Economists expect the jobs report on Friday to show that 180,000 jobs were added to nonfarm payrolls in July, according to Thomson Reuters. That's a distinct improvement from the shocking 11,000 jobs added in May but well off from the average rate for the U.S. economy in the previous two years, which is around 240,000.
Is this slowdown a symptom of broader macroeconomic weakness?
Looking at other labor-market indicators does not provide a clear resolution. Some of them (such as initial and continuing unemployment claims) have been low and stable in the past few months, while others (such as the percentage of workers reporting they are working part time for economic reasons) show evidence of cooling off. A useful summary indicator is the broad-based aggregate Labor Market Conditions Index published by the Federal Reserve. This series has shown a decline every month since January, lending some credence to the weakness story.
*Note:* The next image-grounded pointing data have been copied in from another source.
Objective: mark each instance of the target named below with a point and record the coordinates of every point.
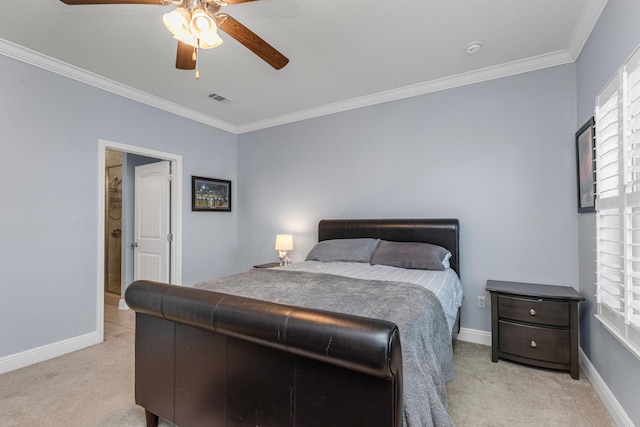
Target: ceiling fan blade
(81, 2)
(251, 41)
(230, 2)
(184, 58)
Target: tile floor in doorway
(118, 323)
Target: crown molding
(476, 76)
(48, 63)
(580, 34)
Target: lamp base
(284, 259)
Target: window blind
(617, 153)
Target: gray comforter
(427, 356)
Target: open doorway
(115, 236)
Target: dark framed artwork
(585, 146)
(210, 195)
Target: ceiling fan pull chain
(195, 54)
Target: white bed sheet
(445, 284)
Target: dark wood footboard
(206, 358)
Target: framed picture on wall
(585, 146)
(210, 195)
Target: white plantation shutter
(617, 149)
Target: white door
(152, 236)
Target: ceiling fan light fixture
(201, 23)
(209, 41)
(177, 22)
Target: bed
(299, 346)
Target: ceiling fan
(194, 24)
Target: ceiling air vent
(218, 98)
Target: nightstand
(267, 265)
(535, 324)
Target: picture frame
(210, 194)
(585, 154)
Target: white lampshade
(284, 242)
(177, 22)
(203, 27)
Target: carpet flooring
(95, 387)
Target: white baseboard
(46, 352)
(475, 336)
(617, 413)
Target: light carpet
(95, 387)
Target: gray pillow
(351, 250)
(423, 256)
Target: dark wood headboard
(441, 232)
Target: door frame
(176, 218)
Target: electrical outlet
(481, 301)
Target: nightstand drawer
(550, 345)
(540, 312)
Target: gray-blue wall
(50, 126)
(497, 155)
(614, 38)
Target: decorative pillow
(423, 256)
(351, 250)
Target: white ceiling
(343, 54)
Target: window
(618, 200)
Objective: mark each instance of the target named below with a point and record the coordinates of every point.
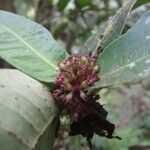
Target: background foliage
(72, 22)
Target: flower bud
(68, 96)
(68, 87)
(82, 95)
(84, 59)
(95, 69)
(62, 66)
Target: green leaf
(29, 47)
(127, 58)
(140, 3)
(27, 112)
(112, 31)
(62, 4)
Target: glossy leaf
(112, 31)
(27, 113)
(29, 47)
(140, 3)
(127, 58)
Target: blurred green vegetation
(72, 22)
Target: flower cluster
(77, 74)
(74, 95)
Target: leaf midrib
(29, 46)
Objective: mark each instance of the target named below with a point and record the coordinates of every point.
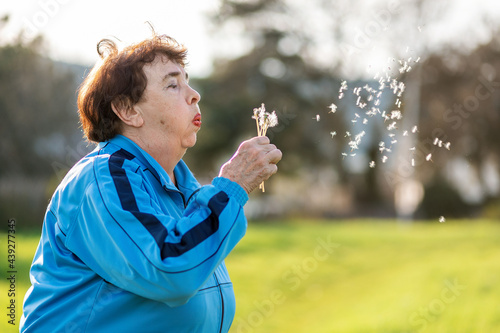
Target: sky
(72, 28)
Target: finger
(262, 140)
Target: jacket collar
(185, 180)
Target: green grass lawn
(349, 276)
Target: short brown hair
(119, 78)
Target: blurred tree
(39, 132)
(37, 107)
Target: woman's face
(169, 106)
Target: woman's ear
(129, 115)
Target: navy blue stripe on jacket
(190, 239)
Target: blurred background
(293, 56)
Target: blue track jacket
(124, 250)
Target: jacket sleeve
(122, 235)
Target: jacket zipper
(222, 302)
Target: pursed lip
(197, 120)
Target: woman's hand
(254, 162)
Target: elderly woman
(131, 242)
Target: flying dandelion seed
(264, 120)
(333, 108)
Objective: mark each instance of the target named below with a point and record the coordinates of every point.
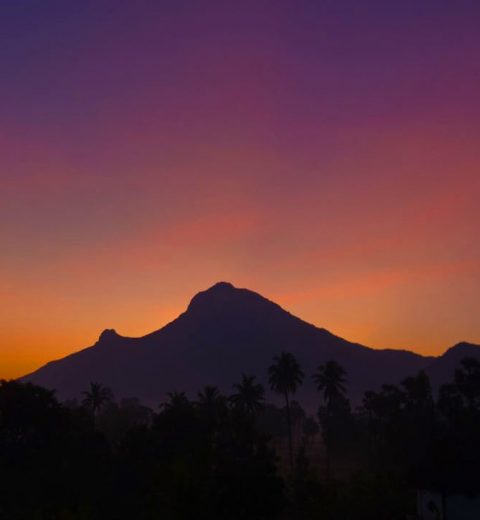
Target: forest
(216, 456)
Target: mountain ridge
(224, 332)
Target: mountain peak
(107, 336)
(217, 293)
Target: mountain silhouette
(225, 332)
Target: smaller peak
(463, 345)
(221, 286)
(108, 335)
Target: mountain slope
(225, 331)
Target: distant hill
(224, 332)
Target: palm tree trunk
(289, 428)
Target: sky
(325, 154)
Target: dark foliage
(213, 458)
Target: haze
(325, 154)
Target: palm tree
(96, 398)
(209, 396)
(285, 376)
(176, 401)
(249, 396)
(330, 379)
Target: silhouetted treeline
(238, 457)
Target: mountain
(225, 332)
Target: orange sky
(325, 162)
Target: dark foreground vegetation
(236, 457)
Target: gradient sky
(323, 153)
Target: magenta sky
(325, 154)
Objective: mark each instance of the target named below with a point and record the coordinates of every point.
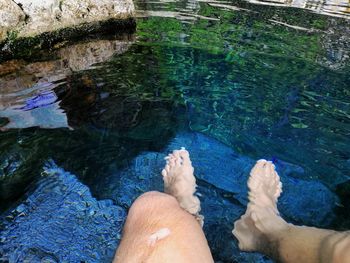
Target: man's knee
(151, 201)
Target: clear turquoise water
(268, 81)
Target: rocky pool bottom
(60, 221)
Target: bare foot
(261, 220)
(180, 182)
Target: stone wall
(26, 18)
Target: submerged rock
(222, 176)
(25, 18)
(61, 222)
(62, 211)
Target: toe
(185, 157)
(167, 168)
(258, 168)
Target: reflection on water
(27, 86)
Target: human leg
(161, 227)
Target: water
(264, 79)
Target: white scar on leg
(160, 234)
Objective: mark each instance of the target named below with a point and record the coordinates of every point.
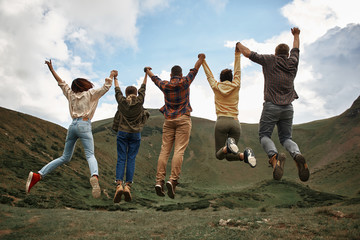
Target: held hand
(295, 31)
(236, 47)
(49, 63)
(201, 55)
(113, 74)
(147, 68)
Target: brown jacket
(131, 115)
The headline numbers also mask a much more dramatic slowdown in some parts of economy, most notably in the goods-producing sectors. This is being offset by steady growth in the service sector, so the aggregate numbers still show net job gains. During the first six months of 2016, employment in the goods-producing industries was almost flat (and even contracted by some measures) while private service-producing industries expanded payrolls by an annualized rate of 2 percent, roughly on par with the growth rate in 2014 and 2015. But, even within the service sector, there are large differences across industries.
These patterns point to other, somewhat longer-term/structural, forces underlying the persistent weakness in the labor market.
Economists often use the Beveridge Curve – the empirical relationship between job openings (or vacancies) and unemployment rates – as an indicator of the efficiency of the labor market. Since the onset of the Great Recession, this relationship has suggested a deterioration – given the number of available job openings, the unemployment rate is still too high relative to historical patterns.
One potential explanation is a mismatch between the types of jobs available and those that job seekers are looking for.
Another possibility is that firms are not trying very aggressively to fill their job openings. Such cautious behavior is also evident in the behavior of business investment, perhaps reflecting long-lasting effects of the financial crisis. While these forces are unlikely to significantly change month-to-month payroll and unemployment numbers, they do indicate that this recovery faces a greater likelihood of running out of steam, at least in the medium term.
The labor-market situation has become more uncertain and will likely push the Fed towards making its monetary policy adjustments even more gradually. Even if Friday's report surprises on the upside, the picture is unlikely to change drastically.